There’s a problem with all this drama. We don’t hear a lot about how Arjuna dealt with things after the vision and battle, although the Mahabharata does continue for tens of thousands of ślokas. The spiritual experiences that people crave and then bullshit about are usually isolated and fetishized and fossilized out of the living record of a person’s life, just like the Gita is lifted out of its story. No one ever asks So how did you deal with that weird occurrence ten years later or What does it mean to you today? So we end up privileging what could very well be isolated moments of trauma-response at the expense of ignoring the larger sweep of how a person seems to be in the world. We pick out a bit of non-evidence – the bullshit we are told or we make of an experience we cannot see – and we use it to obscure the actual evidence we have: what we watch a person do over time, how they seem to deal, what it feels like to stand beside them, and sense things, and wonder, and love them with complete uncertainty, and equality.
The fixation on the traumatic awakening also alienates us from the wisdom of people who have not had such experiences because they have not needed to have them. We choose gurus from amongst the walking wounded, perhaps because they help to normalize the bullshit instinct. How many fairly balanced, generally-okay people with so much grounding stuff to offer get ignored because the bullshit instinct makes us run after nutjobs?
I wonder if someone could start a No-Bullshit-Yoga School or a Nothin’ Fancy — It’s Just a Yoga School, and whether it would fly. They would hire only teachers with zero spiritual experiences on the premise that their lives must have been pretty balanced to not need to reconstruct their identities with 10-day retreats or pilgrimages to India or full-blown meltdowns in kirtan. As soon as such a place opened up shop I’d send my e-mail tormentor on retreat there, but the retreat would be bore him to death I’m sure, because what do people really need to work on when things are generally okay? Gardening? Food prep? Doula training?
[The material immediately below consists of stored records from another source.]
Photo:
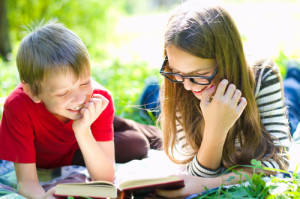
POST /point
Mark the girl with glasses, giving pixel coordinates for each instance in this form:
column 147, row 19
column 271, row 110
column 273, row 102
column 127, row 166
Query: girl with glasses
column 218, row 110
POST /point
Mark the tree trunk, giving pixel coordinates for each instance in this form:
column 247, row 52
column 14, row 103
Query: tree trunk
column 5, row 47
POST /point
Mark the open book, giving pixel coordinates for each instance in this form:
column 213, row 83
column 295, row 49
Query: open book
column 104, row 189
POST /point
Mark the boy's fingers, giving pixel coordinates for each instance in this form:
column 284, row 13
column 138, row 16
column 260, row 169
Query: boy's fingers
column 100, row 101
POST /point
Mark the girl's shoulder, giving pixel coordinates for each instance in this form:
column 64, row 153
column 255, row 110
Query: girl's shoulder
column 264, row 68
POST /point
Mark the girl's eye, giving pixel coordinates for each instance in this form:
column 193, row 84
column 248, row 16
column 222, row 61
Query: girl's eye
column 84, row 84
column 63, row 94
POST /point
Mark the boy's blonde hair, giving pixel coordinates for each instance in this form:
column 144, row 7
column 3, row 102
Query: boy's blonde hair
column 50, row 48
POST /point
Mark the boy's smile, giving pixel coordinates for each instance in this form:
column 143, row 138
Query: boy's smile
column 64, row 95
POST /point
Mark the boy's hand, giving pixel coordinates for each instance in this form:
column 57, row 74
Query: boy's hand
column 223, row 110
column 90, row 112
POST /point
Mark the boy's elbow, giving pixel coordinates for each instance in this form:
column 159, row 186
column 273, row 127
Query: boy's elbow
column 105, row 176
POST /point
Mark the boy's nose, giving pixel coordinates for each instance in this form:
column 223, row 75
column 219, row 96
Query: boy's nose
column 79, row 98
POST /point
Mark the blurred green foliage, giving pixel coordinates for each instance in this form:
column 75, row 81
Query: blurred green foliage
column 94, row 21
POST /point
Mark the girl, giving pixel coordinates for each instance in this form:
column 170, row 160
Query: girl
column 219, row 109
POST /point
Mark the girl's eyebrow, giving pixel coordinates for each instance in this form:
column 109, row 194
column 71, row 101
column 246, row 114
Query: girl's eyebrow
column 205, row 69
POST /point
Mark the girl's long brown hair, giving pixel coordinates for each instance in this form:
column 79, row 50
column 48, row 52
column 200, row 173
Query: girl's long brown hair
column 210, row 32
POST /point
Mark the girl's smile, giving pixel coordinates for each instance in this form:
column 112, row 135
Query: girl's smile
column 185, row 63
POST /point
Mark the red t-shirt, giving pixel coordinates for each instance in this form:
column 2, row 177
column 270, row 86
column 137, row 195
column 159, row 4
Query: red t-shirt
column 29, row 133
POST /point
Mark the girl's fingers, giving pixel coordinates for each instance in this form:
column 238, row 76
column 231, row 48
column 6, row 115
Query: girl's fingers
column 207, row 94
column 236, row 97
column 230, row 92
column 221, row 89
column 242, row 105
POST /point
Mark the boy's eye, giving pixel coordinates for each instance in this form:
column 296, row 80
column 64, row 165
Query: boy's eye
column 86, row 83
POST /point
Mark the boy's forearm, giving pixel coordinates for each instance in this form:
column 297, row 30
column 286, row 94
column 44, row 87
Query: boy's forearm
column 99, row 164
column 31, row 189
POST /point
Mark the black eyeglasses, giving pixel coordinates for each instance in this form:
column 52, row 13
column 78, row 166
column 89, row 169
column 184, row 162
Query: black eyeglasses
column 178, row 78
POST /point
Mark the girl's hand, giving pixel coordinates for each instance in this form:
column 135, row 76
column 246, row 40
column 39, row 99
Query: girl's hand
column 223, row 110
column 49, row 194
column 90, row 112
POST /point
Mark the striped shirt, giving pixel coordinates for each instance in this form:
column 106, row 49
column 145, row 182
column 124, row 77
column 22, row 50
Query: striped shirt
column 269, row 99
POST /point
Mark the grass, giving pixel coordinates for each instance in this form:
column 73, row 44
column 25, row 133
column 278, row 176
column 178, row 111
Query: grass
column 257, row 187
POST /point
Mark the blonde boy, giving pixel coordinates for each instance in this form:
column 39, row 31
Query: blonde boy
column 55, row 115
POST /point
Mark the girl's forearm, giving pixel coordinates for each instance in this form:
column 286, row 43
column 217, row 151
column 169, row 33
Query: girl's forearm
column 99, row 164
column 210, row 152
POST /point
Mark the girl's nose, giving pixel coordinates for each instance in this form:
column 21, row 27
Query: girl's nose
column 188, row 85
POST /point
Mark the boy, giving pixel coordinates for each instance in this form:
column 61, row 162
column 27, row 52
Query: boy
column 55, row 115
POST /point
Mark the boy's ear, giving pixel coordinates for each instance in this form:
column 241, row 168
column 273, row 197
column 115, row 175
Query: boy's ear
column 29, row 92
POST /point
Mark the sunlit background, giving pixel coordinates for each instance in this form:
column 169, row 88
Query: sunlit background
column 124, row 37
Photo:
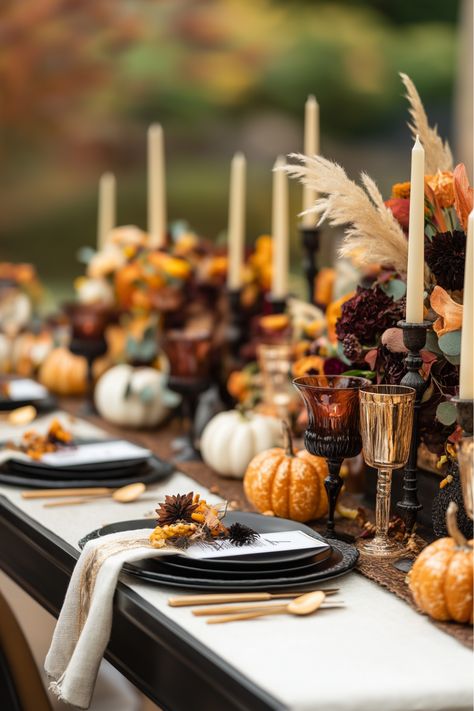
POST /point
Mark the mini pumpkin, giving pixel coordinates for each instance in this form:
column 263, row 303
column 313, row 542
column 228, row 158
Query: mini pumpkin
column 441, row 578
column 64, row 373
column 231, row 439
column 289, row 485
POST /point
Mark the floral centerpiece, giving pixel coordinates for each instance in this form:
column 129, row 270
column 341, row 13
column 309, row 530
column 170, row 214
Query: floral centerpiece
column 376, row 235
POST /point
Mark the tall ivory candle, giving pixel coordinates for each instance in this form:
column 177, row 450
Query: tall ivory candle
column 466, row 371
column 156, row 187
column 416, row 236
column 236, row 226
column 280, row 231
column 106, row 217
column 311, row 148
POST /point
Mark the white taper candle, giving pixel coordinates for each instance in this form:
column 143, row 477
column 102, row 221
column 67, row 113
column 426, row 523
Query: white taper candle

I bet someone from Saskatchewan could run that studio. Or Iowa. Somewhere where the bullshit is used to fertilize food. I don’t mean to pigeonhole, but every time I meet some farmer-type from out that way I always think You would be a really good yoga person. It doesn’t look like you make assumptions about others, or about what the world is, or about where we’re going or what it means, or that you’re hung up on achieving something particular, or really proud of your personality, and with those clothes you’re certainly not trying to impress anyone, and I like that. I imagine farming – generation after generation – teaches you such things, so I really hope some families get to keep doing it, somewhere.